A new year, a new beginning, and I was itching for a new walk somewhere. Being the holidays, transport links were minimal, so finding somewhere away from the usual haunts in and around Edinburgh was tricky. Luckily I have a personal oragniser that can help with these problems. Not the personal organiser of the leather-bound type in the 80s, but my good friend, Pauline.

So it was, on a lovely winters day, that we took a short train ride to a little old town, sheltered by the Ochil Hills just north of Stirling, its origins dating back to the Iron Age, called Bridge of Allan. By the mid 1800s Bridge of Allan had become a renowned spa town.

Just a couple of hundred yards beyond the railway station is Allan Water, which rises in the nearby Ochil Hills and eventually joins the Forth. This was the start of the first part of our walk, an old 4km path to Dunblane, called the Darn Walk, thought to have its origins back to Roman times.

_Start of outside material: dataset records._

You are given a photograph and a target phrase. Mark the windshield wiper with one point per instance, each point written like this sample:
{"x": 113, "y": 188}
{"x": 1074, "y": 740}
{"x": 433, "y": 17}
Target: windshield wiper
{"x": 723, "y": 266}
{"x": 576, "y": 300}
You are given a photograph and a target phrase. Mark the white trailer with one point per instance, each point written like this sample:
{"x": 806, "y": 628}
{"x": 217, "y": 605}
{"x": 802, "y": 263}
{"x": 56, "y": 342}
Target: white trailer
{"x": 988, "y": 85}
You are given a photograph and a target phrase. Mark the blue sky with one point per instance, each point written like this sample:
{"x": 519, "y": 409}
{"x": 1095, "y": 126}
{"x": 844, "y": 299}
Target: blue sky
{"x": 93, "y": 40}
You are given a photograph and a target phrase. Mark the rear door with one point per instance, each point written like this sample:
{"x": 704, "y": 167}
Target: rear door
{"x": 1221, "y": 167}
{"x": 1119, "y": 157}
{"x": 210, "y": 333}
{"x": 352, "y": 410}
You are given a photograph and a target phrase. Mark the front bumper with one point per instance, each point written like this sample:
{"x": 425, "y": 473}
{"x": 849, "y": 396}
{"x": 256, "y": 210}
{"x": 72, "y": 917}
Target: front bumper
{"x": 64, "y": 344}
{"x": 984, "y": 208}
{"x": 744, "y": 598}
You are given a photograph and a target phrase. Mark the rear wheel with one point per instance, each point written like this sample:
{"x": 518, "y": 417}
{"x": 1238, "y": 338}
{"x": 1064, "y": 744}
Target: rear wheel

A short distance along the path we came upon an old cave, with giant roots and boughs of old trees emanating from its upper edge. Beside it was a more recent bench, carved with depictions of pirates and buried treasure. The author Robert Louis Stevenson visited the area often, and it is said that the cave was one of his favourite spots and it may well have been the inspiration for Ben Gunn's cave, a character in his novel, Treasure Island. We stopped a short while for a coffee and a sandwich, kept company by a hungry Robin, flitting down to take the scraps I purposely dropped.

 
The temperature was sitting at zero for the whole day, and there was not a breath of wind. On our right the fields' fences and withered grasses were encrusted with white frost, their crystalline structures glinting in the sunshine, and the low angle of the suns rays created long shadows on the path ahead, like a scene from some spooky fairy tale of witches and warlocks.

In places the path was bound either side by stone walls carpeted in thick green moss, creating an enclosed road of sorts. Underfoot, where the path was shaded by the tree canopy bending over, the path was muddy, and where the path traced its way across open land, it was frozen hard.

The varied nature of the walk revealed something new around almost every corner, making the all-too-short walk the highlight of the day. Within a very short space of time we were in Dunblane. The town dates back to the 10th and 11th centuries, and at its heart stands a large Medieval cathedral, because of which Dunblane is often referred to as a city.


The steep high street leading up from the Allan Water also feels old in its architecture, and the buildings either side, comprising of shops and homes, were unique and distinct in their character.


Just short of the cathedral is an old post box, painted gold rather than its customary red. The tennis star Andy Murray was born in Dunblane, and the painted post box marks his gold medal win at the 2012 London Olympic Games.

A picnic lunch and coffee consumed on the bridge across the river, we now turned due west toward the village of Doune, 6km away, following the Old Doune Road, which mostly took the same line as the old railway, closed in Beaching's carve up of the railways in the 1960s. We were ahead of time to meet our bus connection and so we ambled along, enjoying the peace and quiet of the Scottish countryside in winter, with views to the snow capped mountains of Ben Vorlich and Stuc a'Chroin, which had also been visible iduring our last walk over Benarty Hill in Fife. Further west were the high peaks of Ben Ledi and Ben Lomond.


By early afternoon we were in Doune, which dates back to the 14th century, and is not only famous for Bonnie Prince Charlie having passed through in 1745, but more recently as the location for my young students film, Operatunity Knox! Doune was also once famous for the manufacture of pistols, and it is said that a Doune pistol fired the first shot of the American War of Independence. Dating even further back are the remains of a Roman Fort, from around 79AD, during the first incursion into Scotland.

So we had started along an old Roman path and now ended at the site of an old Roman Fort. From here our chariot, in the form of the number 59 bus, took us back to Bridge of Allan for our train home.